Legal rights of machines

When computers surpass human intelligence and become sentient, will they be given the same legal rights as people?

Oops, I meant to post this in General Questions… feel free to move it.

Let’s don’t move it there. GQ is for questions with factual answers. GD or IMHO sound like possible forums for this, in my lowly opinion.

I doubt it, but what worries me is that they will get the same rights as corporations.
And the same limited liability!
A robot will be able to buy a car and drive, but will not be jailed for uninsured DWI accidents. :smiley:

Of course, if Futurama is any indication, robots will be required to DWI.

I imagine so, eventually. I think that the definition of human will have to expand to encompass human-machine hybrids, and from there it’s only a small step to granting ‘human’ rights to pure machines. As the population ages, there will be more and more research in the direction of prolonging life. Eventually someone will devise a device that can attach to a body and preserve the human consciousness even as necessary biological systems fail in the body. This could happen sooner than most people think, possibly within the next twenty years. As neuroscientists are starting to have some luck decoding which neural signals correspond to which thoughts, it’s only a matter of time before we build machines that can interact with those signals.

I don’t think anyone would reject human rights for a copy of a human consciousness. On a political level, rights for pure machines might still be problematic. I imagine that machine rights would the province of minor left-wing political groups for a generation or so before the idea went mainstream.

What, like an iron lung? a pacemaker? a drinking straw? We’ve had technology for a long time that can attach to a body and help people stay alive after necessary biological functions have failed; what are you envisioning that would be different?

In none of these cases do we assign rights directly to the machines, though. Even in modern-day cyborgs like Dick Cheney or Steven Hawking, we don’t assign their machines any rights: destroying the machine might count as murder, but you’d be murdering Cheney or Hawking, not their machine, and if they survived, there would be no murder charge.

If someone figures out how to transfer human thought patterns into a machine such that the machine can think similarly to its creator, at least well enough to pass the Turing test, then I can see folks attributing rights to the machine. Not until.

Daniel

If you mean a “brain in a jar” type of situation, 20 years is conceivable, but probably too optimistic. But that wouldn’t really be anything new; we already have people with prosthetics, and they aren’t treated as any less human under the law, so a total-body prosthetic wouldn’t either. If, though, you mean transfer of consciousness from a brain to a non-brain thing (or even into another brain), we’re talking more like thousands of years. For that, we’d need to understand how human consciousness works, and on that score, we’re only barely beyond the philosophers of centuries ago. We’re probably much more likely to develop a pure machine consciousness first, since that would only require that we stumble upon some mechanism or another for consciousness, not necessarily the particular one that makes humans tick.

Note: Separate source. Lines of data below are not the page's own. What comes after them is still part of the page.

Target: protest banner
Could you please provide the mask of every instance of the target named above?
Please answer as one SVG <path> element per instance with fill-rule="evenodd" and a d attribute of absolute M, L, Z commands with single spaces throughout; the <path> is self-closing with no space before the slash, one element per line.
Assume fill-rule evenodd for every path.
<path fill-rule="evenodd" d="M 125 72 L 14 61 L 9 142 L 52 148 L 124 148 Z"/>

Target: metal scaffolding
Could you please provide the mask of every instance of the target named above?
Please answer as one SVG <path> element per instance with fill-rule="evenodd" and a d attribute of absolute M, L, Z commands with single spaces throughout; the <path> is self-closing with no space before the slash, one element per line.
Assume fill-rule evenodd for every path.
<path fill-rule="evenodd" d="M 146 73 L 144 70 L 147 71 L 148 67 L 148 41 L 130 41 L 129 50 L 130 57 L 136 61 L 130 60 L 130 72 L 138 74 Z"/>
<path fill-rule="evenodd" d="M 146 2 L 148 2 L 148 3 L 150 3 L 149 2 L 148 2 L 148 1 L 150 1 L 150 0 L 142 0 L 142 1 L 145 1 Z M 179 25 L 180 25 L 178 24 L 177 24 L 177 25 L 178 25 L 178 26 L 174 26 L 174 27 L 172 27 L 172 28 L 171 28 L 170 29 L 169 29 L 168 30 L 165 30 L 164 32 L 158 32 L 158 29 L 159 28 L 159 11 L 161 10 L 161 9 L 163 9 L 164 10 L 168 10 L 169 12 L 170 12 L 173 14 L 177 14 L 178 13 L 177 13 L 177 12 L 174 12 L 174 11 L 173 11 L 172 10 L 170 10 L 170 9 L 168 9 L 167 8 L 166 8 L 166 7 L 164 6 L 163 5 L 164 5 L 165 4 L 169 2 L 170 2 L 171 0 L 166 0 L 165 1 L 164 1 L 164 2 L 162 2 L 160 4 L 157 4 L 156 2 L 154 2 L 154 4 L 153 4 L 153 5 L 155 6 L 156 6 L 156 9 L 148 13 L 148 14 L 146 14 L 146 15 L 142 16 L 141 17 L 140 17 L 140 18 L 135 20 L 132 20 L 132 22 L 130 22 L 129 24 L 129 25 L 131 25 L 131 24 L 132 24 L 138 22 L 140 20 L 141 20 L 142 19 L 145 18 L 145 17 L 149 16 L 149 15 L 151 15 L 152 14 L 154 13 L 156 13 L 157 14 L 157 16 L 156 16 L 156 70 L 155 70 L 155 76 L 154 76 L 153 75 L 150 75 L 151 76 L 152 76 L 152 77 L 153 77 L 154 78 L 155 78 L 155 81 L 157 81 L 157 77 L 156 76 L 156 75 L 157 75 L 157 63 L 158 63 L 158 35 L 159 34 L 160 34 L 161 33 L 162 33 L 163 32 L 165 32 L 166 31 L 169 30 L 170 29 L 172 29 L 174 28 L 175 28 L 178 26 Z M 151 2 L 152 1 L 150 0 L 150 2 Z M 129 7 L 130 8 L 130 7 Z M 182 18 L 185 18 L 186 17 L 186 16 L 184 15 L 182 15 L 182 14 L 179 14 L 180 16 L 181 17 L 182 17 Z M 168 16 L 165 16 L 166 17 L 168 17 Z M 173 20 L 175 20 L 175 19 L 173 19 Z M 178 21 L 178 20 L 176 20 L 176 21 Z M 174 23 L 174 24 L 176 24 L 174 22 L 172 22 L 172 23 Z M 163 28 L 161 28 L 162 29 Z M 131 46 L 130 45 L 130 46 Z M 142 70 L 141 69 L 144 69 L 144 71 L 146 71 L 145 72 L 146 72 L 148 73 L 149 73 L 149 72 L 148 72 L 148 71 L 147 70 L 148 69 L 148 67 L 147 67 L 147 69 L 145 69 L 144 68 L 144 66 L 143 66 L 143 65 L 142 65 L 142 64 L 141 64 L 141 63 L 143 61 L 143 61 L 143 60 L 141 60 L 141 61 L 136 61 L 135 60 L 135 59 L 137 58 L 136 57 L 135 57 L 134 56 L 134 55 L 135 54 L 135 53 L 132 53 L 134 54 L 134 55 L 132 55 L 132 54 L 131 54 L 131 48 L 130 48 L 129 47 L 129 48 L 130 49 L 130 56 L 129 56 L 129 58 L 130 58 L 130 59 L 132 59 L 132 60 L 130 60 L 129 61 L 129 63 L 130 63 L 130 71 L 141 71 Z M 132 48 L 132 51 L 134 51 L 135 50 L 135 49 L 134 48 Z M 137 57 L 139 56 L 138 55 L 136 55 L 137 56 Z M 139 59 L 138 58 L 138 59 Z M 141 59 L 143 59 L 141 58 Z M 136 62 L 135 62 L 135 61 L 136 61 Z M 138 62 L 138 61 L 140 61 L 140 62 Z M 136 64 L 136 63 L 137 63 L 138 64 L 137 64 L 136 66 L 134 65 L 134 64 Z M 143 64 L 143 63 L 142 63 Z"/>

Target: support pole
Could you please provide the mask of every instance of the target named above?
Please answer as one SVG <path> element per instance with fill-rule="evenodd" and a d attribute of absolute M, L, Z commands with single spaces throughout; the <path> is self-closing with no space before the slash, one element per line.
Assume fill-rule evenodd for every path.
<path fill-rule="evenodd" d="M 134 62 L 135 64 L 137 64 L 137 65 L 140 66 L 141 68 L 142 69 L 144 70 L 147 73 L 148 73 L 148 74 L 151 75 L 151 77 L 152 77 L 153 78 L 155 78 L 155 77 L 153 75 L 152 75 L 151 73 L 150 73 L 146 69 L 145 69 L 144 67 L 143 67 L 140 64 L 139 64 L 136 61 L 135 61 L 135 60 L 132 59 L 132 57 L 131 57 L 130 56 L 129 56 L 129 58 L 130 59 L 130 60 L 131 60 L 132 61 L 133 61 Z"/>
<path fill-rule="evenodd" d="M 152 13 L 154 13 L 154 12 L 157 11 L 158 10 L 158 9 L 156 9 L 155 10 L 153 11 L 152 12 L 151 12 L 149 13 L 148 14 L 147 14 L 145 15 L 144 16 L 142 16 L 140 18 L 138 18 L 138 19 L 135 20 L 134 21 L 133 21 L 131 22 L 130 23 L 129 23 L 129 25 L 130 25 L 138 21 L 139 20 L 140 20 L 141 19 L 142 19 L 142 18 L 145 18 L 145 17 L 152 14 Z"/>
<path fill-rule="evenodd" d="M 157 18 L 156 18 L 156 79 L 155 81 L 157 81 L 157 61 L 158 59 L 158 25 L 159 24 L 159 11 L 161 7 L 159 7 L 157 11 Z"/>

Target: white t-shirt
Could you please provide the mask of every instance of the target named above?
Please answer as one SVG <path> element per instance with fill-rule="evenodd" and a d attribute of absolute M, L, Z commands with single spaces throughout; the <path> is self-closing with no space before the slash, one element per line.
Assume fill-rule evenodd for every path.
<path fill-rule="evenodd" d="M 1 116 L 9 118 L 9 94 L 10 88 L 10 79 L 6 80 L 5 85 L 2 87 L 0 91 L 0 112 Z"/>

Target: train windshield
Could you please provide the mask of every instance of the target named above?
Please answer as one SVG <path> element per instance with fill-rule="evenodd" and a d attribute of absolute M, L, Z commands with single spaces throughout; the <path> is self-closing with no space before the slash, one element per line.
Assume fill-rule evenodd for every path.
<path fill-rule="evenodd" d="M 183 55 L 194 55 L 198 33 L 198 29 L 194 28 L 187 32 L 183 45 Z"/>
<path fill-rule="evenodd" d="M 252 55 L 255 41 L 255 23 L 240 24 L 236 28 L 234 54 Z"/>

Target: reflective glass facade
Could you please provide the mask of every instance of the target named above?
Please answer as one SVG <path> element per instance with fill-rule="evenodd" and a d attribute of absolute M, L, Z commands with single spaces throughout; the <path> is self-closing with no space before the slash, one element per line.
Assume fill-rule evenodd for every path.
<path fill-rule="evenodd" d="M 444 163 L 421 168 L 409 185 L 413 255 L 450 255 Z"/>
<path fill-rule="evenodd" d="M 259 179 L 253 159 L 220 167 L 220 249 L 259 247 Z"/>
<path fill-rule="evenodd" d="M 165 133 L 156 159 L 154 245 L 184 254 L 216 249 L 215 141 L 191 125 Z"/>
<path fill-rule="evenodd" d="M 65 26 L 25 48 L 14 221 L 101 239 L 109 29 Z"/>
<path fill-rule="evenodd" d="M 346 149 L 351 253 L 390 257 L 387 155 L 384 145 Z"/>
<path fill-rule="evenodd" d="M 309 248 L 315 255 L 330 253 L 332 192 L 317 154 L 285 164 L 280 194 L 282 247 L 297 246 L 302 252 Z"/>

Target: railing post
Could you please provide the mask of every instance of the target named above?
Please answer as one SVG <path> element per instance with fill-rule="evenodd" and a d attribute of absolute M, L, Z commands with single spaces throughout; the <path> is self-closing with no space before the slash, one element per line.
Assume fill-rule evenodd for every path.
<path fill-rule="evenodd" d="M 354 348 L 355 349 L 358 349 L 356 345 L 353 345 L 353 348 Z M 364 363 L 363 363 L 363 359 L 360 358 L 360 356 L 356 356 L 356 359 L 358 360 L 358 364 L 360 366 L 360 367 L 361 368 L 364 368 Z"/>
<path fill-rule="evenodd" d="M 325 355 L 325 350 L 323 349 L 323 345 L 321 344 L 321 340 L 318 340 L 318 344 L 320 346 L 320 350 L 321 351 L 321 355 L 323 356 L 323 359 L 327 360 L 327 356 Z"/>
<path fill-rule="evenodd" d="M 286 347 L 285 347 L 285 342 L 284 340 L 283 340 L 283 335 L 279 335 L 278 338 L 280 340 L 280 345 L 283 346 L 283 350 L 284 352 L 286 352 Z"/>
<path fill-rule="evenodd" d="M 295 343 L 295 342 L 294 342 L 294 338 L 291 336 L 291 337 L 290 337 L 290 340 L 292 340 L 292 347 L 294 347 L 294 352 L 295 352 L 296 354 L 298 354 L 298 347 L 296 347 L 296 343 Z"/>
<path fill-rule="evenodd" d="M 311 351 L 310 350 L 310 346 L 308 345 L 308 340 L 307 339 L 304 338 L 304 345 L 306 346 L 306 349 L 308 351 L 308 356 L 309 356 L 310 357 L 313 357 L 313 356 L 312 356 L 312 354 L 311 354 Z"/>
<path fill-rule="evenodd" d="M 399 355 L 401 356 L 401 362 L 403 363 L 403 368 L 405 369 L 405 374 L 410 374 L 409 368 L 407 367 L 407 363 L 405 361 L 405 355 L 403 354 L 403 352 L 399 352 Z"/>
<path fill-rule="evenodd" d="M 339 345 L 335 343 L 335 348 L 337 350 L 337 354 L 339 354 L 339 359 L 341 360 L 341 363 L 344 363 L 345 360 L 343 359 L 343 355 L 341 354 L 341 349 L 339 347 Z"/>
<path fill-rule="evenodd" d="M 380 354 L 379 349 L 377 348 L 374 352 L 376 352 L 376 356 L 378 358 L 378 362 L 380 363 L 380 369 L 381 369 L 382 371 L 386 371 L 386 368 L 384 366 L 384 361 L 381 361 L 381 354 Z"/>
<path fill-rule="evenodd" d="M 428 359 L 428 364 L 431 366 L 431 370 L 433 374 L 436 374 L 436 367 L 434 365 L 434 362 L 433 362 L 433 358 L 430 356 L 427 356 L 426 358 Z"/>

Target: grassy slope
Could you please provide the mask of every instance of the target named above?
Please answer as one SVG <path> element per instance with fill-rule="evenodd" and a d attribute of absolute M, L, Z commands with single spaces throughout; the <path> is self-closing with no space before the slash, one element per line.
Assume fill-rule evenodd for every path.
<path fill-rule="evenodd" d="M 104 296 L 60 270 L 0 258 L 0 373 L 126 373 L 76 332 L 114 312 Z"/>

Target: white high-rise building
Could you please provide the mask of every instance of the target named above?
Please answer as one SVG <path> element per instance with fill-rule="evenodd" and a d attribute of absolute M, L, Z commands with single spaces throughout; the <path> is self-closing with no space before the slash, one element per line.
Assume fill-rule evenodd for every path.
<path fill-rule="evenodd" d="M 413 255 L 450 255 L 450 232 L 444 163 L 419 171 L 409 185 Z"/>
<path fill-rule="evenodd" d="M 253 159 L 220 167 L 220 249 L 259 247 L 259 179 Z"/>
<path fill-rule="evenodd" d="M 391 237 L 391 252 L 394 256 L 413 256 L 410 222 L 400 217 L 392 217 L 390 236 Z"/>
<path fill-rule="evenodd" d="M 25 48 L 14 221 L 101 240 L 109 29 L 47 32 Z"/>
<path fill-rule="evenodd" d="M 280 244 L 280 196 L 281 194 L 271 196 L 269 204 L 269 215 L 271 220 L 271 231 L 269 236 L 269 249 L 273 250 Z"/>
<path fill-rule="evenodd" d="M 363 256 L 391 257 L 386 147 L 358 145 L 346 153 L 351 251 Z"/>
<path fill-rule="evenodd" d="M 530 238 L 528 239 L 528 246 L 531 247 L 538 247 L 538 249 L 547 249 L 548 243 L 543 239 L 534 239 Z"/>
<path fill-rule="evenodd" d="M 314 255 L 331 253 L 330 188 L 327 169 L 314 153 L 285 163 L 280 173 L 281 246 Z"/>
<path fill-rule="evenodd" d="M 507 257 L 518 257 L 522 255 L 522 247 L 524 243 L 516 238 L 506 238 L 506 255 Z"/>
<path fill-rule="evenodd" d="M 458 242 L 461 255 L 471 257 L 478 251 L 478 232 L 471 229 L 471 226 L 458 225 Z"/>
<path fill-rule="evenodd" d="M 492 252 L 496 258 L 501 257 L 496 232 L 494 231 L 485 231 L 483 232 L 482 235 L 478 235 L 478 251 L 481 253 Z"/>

To clarify, I’m envisioning a machine that steps in when brain function fails. As in, if a stroke cuts off blood flow to part of the brain, we’ll put a box on the person’s head that can supply the necessary brain function so that the person’s consciousness continues uninterrupted.

I imagine that such technology would develop in stages. First we might focus on motor control. If a stroke cuts off control of one leg, for instance, we attach a mechanical contraption that interacts with the necessary neurons to allow the patient to move that leg normally. Then we’d expand to purely mental tasks. For instance, we could give Alzheimer’s patients an artifical memory. Eventually we’d advance to the point where the brain systems that constitute self-awareness could be moved to a machine.

Three stages, in order:

  1. The mechanical contraption that interacts with the necessary neurons to give movement is here already, I think, in prototype forms. I see no reason, though, to confer to it any more rights than we confer to a bicycle, which also gives us movement through a more mediated interaction with neurons.
  2. The mechanical contraption that houses memory, assuming you mean a complex, human-style memory, seems a pretty long way away: our understanding of how memory physically works is far more basic than our understanding of how motor neurons function. When such a device exists, I see no reason to give it any more rights than we give to my dad’s Palm Pilot, which he sometimes calls his “brain.”
  3. Eventually we may move to transfer the systems that constitute self-awareness to a machine. Right now we have only the most basic and speculative of theories regarding what those systems are like; we certainly don’t have a handle on how they translate into gray matter (e.g., no scientist can reliably tell you what a desire looks like). That is the point where I can see conferring rights to a machine, but that’s the point that’s a long ways away.

Daniel

Stapling machine, Mrs Worrell.

:wink:

I think the whole Boomer/Athena angle on BSG is covering this remarkably well, at what point do you stop considering the Meatbag Cylons “toasters”, when do they become “people”

i’d hazard a gues that it’s already happened in the BSG universe, the Meatbags just don’t fully realize it yet, that they have become what they hate, Humans

If the wealthy elite can convince everybody it’s all right to grant legal rights to fictional entities like corporations, I’m sure doing the same for certain classes of machines will be a cakewalk.